Baca juga: Teluk-teluk di Ujung Tanduk
Penataan tepian teluk dengan membuka ruang terbuka baru saat ini berarti menghilangkan penghalang antara perairan dan daratan. Orang kembali berhadapan dengan Teluk Kendari yang memang sarat potensi, baik wisata, edukasi, penelitian, dan ekonomi.
Meski demikian, menurut Annas, masih banyak pekerjaan rumah untuk pemerintah. Ini mulai dari persoalan sampah, sedimentasi, dan penataan tata ruang teluk. Daerah hijau yang harusnya milik negara malah menjadi kepemilikan pribadi yang akhirnya membatasi penataan wilayah.
Riset dari Catrin Sudardjat, M Syahril BK, dan Hadi Kardhana pada 2011, seperti dilansir dari laman LPPM Institut Teknologi Bandung (ITB), Sungai Wanggu yang menguasai daerah aliran sungai (DAS) seluas 339,73 kilometer persegi merupakan penyumbang sedimentasi terbesar di Teluk Kendari. Sedimentasi dari sungai itu mencapai 143.147 meter kubik per tahun atau sekitar 143 juta ton.

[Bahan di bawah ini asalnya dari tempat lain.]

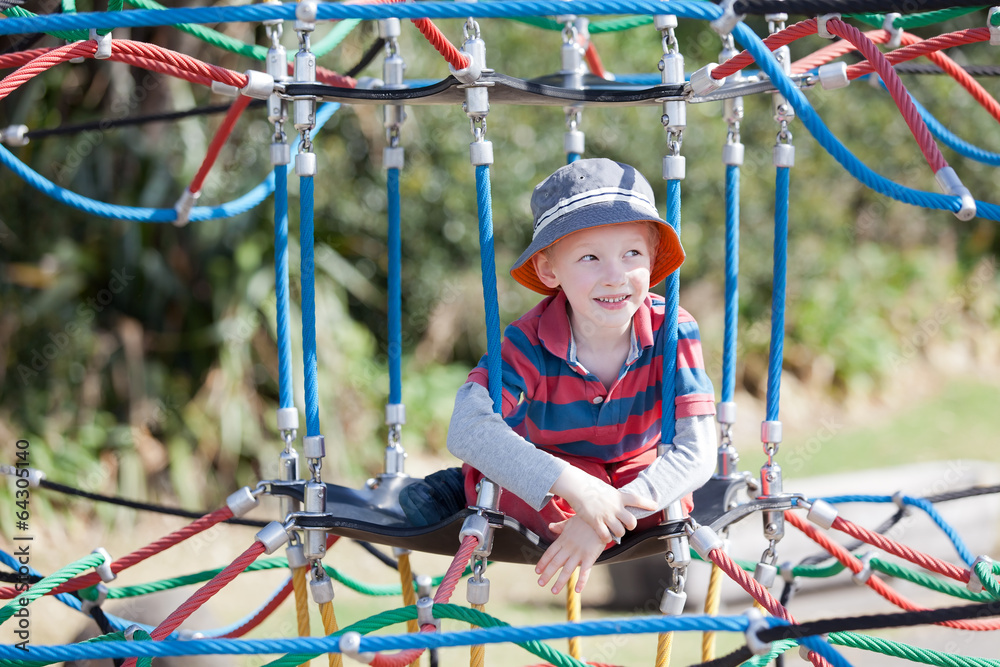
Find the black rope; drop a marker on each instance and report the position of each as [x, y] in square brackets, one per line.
[737, 657]
[366, 59]
[970, 492]
[813, 8]
[385, 558]
[123, 502]
[103, 624]
[858, 623]
[110, 123]
[920, 68]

Sementara itu, hasil penelitian Balai Pengelolaan Daerah Aliran Sungai (BPDAS) Sampara menunjukkan, dalam kurun waktu 13 tahun terakhir, terjadi pendangkalan di Teluk Kendari seluas 101,8 hektar dan kedalaman laut berkisar 9-10 meter. Luasan wilayah teluk ini menyusut dari semula 1.186,2 hektar menjadi 1.084,4 hektar pada tahun 2000.
Sudah saatnya mengembalikan marwah teluk yang bermanfaat untuk semua.

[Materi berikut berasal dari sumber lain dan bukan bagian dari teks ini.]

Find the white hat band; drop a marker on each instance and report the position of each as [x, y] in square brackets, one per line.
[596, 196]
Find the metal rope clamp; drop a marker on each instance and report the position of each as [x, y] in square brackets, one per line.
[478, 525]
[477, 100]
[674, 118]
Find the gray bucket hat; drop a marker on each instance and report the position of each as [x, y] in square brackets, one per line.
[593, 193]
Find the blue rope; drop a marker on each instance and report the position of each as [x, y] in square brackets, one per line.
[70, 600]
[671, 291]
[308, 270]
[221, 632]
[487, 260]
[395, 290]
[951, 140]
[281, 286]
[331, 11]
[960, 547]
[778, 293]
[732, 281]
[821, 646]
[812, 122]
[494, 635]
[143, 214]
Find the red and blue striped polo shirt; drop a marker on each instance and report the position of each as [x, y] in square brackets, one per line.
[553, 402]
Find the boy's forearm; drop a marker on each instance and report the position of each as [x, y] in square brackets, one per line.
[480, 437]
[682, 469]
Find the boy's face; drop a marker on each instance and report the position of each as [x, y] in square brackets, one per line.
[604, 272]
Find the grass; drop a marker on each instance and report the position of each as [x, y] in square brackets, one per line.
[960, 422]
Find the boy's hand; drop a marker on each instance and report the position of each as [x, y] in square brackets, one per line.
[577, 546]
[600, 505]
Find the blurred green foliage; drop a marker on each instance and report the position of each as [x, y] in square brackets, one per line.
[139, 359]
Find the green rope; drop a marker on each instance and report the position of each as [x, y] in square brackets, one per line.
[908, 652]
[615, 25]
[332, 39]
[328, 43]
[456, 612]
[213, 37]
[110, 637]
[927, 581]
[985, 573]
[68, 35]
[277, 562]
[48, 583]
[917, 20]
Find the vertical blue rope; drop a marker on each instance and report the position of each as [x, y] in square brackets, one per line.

”Sudah saatnya kembali mengedepankan Teluk Kendari sebagai halaman bersama dan bersatu-padu membangunnya. Tidak bisa hanya pemkot, pemprov, atau instansi lainnya. Harus ada upaya bersama yang berkesinambungan,” tambahnya.

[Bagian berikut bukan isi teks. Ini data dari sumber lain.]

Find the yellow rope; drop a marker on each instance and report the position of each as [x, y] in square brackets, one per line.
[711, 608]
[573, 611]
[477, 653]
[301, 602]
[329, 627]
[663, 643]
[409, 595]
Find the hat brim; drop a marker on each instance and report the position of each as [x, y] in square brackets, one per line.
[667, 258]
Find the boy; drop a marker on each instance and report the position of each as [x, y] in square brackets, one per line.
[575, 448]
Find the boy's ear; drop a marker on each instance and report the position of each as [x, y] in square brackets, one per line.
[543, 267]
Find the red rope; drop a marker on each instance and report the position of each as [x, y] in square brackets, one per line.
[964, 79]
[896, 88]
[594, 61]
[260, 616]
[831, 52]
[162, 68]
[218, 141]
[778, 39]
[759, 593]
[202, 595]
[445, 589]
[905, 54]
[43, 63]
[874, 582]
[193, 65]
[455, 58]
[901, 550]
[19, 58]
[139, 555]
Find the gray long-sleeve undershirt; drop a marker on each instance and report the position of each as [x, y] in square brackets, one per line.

Penjabat Wali Kota Kendari Asmawa Tosepu menuturkan, konsep pengembangan Kendari adalah mengembalikan teluk sebagai halaman depan. Tidak lagi memunggungi sehingga menjadikannya halaman belakang yang tidak tertata dan kumuh.
Oleh karena itu, dilakukanlah berbagai penataan. Ini mencakup pembangunan Anjungan Teluk Kendari, ruang terbuka Talia, hingga terakhir di Lapulu. Ke depan, akan ditingkatkan untuk benar-benar menjadikan teluk sebagai kawasan terbuka dengan wisata air, edukasi, hingga wisata sejarah.
”Dulu teluk itu dipunggungi, jadi saat menjadi ’halaman belakang’, bebas buang sampah. Kita masifkan upaya penataan untuk menjadi halaman depan serta menjaga kebersihan. Bulan depan kita akan mulai rangkaian peringatan HUT Kendari ke-192 dengan bersih-bersih laut,” tutur Asmawa.
Baca juga: Memoles Wajah Kritis Mangrove di Teluk Kendari
Tidak hanya itu, ia melanjutkan, penataan juga mencakup upaya mengembalikan fungsi mangrove yang tergerus pembangunan. Hal ini termasuk dengan kawasan hijau yang pada intinya tidak boleh dimiliki secara pribadi.
Annas menambahkan, ”Jangan sampai teluk hanya menjadi ’baskom tempat sampah’, kumuh, penuh sedimentasi. Sudah saatnya mengembalikan marwah teluk yang bermanfaat untuk semua.”